Leon Rodal , also Arie Rodal or Lejb Rodal (* 1913 in Kielce ; † May 6, 1943 in Warsaw ) was a Polish journalist, activist of the revisionist-Zionist party, co-founder and one of the leaders of the Jewish Military Association (pol. Żydowski Związek Wojskowy , short ŻZW ). Rodal took part in the Warsaw Ghetto uprising and died during it.

Life

Leon Rodal, also known by the names Lejb (in Yiddish ) and Arie (in Hebrew ), was a famous war journalist for the magazines Moment and Di Tat ; he wrote in Yiddish. He was also an activist for the revisionist Zionist party.

After the outbreak of the Second World War he ended up in the Warsaw Ghetto , where in 1942 he was one of the co-founders and leaders of the Jewish Military Association . In the military association he was responsible for the information department, in which the preparation, printing and distribution of magazines, brochures and posters took place and where conversations were secretly followed. In the first days of the Warsaw Ghetto uprising , Rodal fought in Plac Muranowski, where he defended the headquarters of the Jewish Military Union, located in the building at 7/9 Muranowska Street. During the battle on Plac Muranowski , he and the military leader Paweł Frenkel evaded the positions of the rebels and approached the positions of the collaborating Ukrainian troops and took them by surprise.
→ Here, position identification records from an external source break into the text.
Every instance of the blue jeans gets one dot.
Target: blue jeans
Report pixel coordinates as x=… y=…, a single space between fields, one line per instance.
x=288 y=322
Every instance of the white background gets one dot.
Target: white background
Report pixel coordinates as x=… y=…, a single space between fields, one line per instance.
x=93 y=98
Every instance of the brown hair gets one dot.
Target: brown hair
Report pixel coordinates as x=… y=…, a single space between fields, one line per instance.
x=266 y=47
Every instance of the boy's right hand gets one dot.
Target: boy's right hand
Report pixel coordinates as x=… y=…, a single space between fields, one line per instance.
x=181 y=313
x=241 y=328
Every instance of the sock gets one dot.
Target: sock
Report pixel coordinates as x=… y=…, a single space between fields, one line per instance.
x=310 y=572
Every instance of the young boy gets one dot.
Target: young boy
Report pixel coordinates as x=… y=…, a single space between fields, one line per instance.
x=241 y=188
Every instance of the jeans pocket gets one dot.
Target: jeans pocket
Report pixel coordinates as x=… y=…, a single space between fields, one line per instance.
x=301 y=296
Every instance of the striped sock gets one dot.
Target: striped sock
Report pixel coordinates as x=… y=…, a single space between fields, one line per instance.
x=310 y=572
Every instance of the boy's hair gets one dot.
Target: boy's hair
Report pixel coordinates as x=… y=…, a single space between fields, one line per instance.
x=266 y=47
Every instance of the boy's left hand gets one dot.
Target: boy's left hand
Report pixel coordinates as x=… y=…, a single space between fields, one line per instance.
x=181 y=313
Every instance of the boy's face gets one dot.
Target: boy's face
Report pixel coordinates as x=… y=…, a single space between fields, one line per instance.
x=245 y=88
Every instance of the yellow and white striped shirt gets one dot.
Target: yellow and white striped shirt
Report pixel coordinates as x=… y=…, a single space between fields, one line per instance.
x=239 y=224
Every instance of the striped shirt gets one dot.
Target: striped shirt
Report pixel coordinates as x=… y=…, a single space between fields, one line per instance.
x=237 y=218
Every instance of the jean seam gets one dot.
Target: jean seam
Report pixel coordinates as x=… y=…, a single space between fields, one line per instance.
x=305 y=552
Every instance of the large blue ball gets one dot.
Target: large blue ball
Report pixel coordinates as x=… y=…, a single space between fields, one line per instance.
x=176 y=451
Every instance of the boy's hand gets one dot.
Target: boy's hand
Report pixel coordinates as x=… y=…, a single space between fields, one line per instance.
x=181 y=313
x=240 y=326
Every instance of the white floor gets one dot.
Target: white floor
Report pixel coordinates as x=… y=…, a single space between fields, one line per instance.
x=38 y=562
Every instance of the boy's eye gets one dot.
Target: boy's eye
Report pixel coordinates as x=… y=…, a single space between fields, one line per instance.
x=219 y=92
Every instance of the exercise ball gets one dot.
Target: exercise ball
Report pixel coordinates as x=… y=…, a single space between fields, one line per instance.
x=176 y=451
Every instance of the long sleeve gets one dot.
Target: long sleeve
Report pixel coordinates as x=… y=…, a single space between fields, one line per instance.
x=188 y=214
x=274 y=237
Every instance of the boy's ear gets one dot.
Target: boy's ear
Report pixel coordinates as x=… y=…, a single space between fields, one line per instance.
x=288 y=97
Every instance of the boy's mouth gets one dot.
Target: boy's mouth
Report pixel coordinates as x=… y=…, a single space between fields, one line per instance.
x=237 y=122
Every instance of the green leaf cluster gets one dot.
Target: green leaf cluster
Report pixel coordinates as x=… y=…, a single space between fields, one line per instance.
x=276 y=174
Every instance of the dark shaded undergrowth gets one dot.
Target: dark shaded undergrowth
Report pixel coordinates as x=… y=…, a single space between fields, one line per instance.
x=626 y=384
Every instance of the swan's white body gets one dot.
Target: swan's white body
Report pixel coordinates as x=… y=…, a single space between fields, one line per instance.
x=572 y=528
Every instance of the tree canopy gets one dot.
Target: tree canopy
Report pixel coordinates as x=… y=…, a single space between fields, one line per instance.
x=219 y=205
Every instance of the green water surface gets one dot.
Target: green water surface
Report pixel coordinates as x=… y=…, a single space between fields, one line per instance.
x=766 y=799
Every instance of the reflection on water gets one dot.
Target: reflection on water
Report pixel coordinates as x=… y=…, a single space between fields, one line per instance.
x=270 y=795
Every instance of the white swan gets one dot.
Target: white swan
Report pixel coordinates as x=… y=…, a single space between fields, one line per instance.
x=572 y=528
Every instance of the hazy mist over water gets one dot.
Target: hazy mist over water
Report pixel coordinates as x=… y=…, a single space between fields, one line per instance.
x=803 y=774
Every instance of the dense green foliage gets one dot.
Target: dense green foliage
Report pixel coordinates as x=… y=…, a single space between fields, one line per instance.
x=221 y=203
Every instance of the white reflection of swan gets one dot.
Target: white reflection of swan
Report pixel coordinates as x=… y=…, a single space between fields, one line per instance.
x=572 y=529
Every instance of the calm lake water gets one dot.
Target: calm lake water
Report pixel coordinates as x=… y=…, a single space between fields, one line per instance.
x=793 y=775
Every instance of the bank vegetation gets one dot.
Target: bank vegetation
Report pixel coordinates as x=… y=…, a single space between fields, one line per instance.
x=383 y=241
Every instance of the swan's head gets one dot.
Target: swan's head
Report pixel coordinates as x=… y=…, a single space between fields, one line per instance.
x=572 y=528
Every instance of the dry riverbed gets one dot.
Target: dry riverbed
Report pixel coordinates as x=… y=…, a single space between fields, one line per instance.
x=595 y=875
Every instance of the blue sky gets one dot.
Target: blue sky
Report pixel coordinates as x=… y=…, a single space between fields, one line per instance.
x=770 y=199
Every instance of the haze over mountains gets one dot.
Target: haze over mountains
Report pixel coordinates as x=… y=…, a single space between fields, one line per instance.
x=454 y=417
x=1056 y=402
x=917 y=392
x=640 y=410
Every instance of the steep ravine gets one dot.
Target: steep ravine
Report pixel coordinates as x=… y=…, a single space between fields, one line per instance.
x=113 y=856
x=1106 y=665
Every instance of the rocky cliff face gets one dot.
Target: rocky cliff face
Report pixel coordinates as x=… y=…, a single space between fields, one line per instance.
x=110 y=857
On April 25, 1943, after the collapse of the defense of Plac Muranowski, Rodal and the detachment led by Frenkel managed to escape from the ghetto through an underground passage. The department stayed in the previously prepared conspiratorial apartment at ul. Grzybowska 11/13. From there, the subdivisions of the Jewish Military Association went to the burning ghetto at night to rescue the captured civilians. The first such rescue operation was led by Leon Rodal, who on May 5, 1943 drove a group of civilians out of the ghetto. The next day he went back to the ghetto to take the rest of the group out. On the way back, the department was ambushed and attacked by the SS and navy blue police department (navy blue police: Polish police in the Generalgouvernement; police units set up by Germany). Rodal and many members of his department were killed in the fighting.

memory

On November 9, 2017 was in Warsaw the ulica Edwarda Fondamińskiego renamed the Ulica Leona Rodala. The street is located in Warsaw's Śródmieście ( City Center ) district, in its part Nowe Miasto (New Town ).

Individual evidence

  1. Powstanie w getcie i powojenni hochsztaplerzy . znak.org.pl, 2012-04-20.
  2. Dariusz Libionka, Laurence Weinbaum. Pomnik apple tree, czyli klątwa "majora" Iwańskiego. Prawdziwa i nieprawdziwa historia Żydowskiego Związku Wojskowego . “Więź”. 4, 2007.
  3. Dawid Wdowiński: And We Are Not Saved. London: Allen, 1964, p. 95.
  4. Barbara Engelking, Jacek Leociak: Getto Warszawskie. Przewodnik po nieistniejącym mieście. Warszawa: IFiS PAN, 2001, p. 737.
  5. Dawid Wdowiński: op.cit . P. 96.
  6. Supplementary ordinance of the Masovian Voivode of November 9th, 2017 regarding the naming of the street name (pol. Zarządzenie Zastępcze Wojewody Mazowieckiego z dnia 9 listopada 2017 r. W sprawie nadania nazwy ulicy ), “Dziennik Urzędowy Województwa Mazowiegoy, November 10th 2017” , Item 10108.